Oceń
Dramat na Florydzie. 2-letnie dziecko śmiertelnie postrzeliło ojca jego własną bronią. Wcześniej mężczyzna był skazany m.in. za przestępstwa związane z nieodpowiednią opieką nad dziećmi.
Wielka tragedia wstrząsnęła rodziną i lokalną społecznością, a teraz dowiaduje się o niej cały świat. W Orlando w hrabstwie Orange na Florydzie 2-letni chłopczyk zabił swojego ojca. Okoliczności śmierci 26-latka są wstrząsające.
Do dramatu doszło 26 maja. Reggie Marby grał właśnie w grę na komputerze, gdy jego 2-letni synek wydobył broń z pozostawionej na podłodze torby. Dziecko potraktowało niebezpieczne narzędzie jak zabawkę. Niestety nikt nie zauważył, co trzyma w rączkach.
Dziecko zastrzeliło ojca
2-latek oddał strzał, celując w plecy swojego ojca. Żona mężczyzny Marie Ayala podjęła reanimację, wezwano służby ratunkowe.

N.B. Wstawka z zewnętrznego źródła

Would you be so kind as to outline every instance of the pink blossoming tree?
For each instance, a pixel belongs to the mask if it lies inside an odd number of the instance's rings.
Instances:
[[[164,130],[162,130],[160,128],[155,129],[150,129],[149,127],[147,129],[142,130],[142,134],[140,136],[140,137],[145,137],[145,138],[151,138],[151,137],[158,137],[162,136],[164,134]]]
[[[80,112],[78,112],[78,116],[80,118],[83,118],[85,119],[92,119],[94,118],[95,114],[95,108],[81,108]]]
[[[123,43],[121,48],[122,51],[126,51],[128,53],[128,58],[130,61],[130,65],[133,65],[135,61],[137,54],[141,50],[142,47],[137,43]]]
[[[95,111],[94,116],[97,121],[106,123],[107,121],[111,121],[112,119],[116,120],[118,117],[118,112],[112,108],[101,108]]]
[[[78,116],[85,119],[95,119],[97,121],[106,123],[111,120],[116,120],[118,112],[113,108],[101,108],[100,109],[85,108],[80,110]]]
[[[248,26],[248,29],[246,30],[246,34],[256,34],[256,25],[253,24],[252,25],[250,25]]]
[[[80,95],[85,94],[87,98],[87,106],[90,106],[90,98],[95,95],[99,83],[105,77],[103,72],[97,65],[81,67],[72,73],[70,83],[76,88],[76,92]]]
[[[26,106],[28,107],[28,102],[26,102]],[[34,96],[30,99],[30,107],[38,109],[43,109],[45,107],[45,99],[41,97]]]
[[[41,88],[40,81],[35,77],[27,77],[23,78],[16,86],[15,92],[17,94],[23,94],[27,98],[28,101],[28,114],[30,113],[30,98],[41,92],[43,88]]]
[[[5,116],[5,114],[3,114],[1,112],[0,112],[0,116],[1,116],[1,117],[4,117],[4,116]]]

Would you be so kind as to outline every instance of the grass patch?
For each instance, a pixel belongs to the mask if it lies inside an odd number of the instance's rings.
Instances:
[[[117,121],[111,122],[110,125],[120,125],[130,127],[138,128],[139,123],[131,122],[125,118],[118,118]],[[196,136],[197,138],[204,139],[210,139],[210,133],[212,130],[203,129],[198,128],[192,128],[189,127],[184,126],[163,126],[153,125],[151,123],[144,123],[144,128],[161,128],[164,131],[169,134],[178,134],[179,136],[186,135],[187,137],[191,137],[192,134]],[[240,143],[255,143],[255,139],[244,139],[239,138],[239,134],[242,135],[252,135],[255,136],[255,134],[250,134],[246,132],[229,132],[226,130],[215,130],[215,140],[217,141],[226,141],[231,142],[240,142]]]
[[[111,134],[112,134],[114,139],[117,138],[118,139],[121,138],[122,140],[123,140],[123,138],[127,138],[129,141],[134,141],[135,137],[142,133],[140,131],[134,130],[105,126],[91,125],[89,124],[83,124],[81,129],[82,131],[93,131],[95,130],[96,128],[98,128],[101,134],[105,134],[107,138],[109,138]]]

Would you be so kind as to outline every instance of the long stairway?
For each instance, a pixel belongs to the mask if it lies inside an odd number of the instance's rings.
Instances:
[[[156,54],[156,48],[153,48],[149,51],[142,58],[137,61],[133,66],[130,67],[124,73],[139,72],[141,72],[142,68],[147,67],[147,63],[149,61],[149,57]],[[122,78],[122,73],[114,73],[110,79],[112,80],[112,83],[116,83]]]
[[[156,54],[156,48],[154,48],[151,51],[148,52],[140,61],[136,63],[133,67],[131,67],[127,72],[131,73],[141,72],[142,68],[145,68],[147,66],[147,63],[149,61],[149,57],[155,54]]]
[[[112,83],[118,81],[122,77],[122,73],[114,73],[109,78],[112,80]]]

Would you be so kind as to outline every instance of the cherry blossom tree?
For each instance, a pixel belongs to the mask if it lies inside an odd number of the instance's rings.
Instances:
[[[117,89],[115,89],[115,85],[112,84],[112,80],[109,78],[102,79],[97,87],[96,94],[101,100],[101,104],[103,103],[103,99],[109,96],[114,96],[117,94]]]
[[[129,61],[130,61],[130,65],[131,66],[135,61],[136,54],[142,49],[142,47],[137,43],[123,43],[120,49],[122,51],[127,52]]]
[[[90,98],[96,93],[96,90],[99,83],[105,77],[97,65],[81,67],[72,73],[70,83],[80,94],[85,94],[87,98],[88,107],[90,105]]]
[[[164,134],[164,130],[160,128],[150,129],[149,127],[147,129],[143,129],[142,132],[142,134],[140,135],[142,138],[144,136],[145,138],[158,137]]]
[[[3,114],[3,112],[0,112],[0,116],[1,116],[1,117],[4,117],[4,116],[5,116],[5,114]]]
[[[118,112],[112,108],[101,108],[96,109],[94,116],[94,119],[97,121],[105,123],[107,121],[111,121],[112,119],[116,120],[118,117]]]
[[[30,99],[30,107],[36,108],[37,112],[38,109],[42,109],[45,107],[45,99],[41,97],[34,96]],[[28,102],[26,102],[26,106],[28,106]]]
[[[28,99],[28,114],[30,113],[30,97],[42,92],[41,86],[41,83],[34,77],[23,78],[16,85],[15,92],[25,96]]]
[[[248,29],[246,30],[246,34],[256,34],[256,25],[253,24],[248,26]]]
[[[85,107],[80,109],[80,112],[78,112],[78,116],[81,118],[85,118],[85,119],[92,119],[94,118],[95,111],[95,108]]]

Wkrótce na miejscu zjawiła się policja. Niestety było już za późno, 26-latek zmarł.
Początkowo policja podejrzewała, że Reggie Mabry sam się zastrzelił. Prawdę wyjawiło jedno z jego dzieci (płeć nieznana, wiadomo jedynie, że było najstarszym z potomków).
Teraz władze hrabstwa Orange zdradzają wstrząsające szczegóły nie tylko śmierci 26-latka, ale też jego życia. Mężczyzna w chwili śmierci przebywał na zwolnieniu warunkowym z więzienia, podobnie jego żona. Oboje zostali wcześniej skazani za używanie narkotyków i zaniedbywanie dzieci. Ponadto broń, z której wystrzelił 2-latek, pozostawała w torbie Reggiego naładowana i niezabezpieczona. - Właścicieli broni, którzy nie przechowują jej w bezpieczny sposób, od takich tragedii dzieli tylko ułamek sekundy - ocenił szeryf hrabstwa Orange John Min.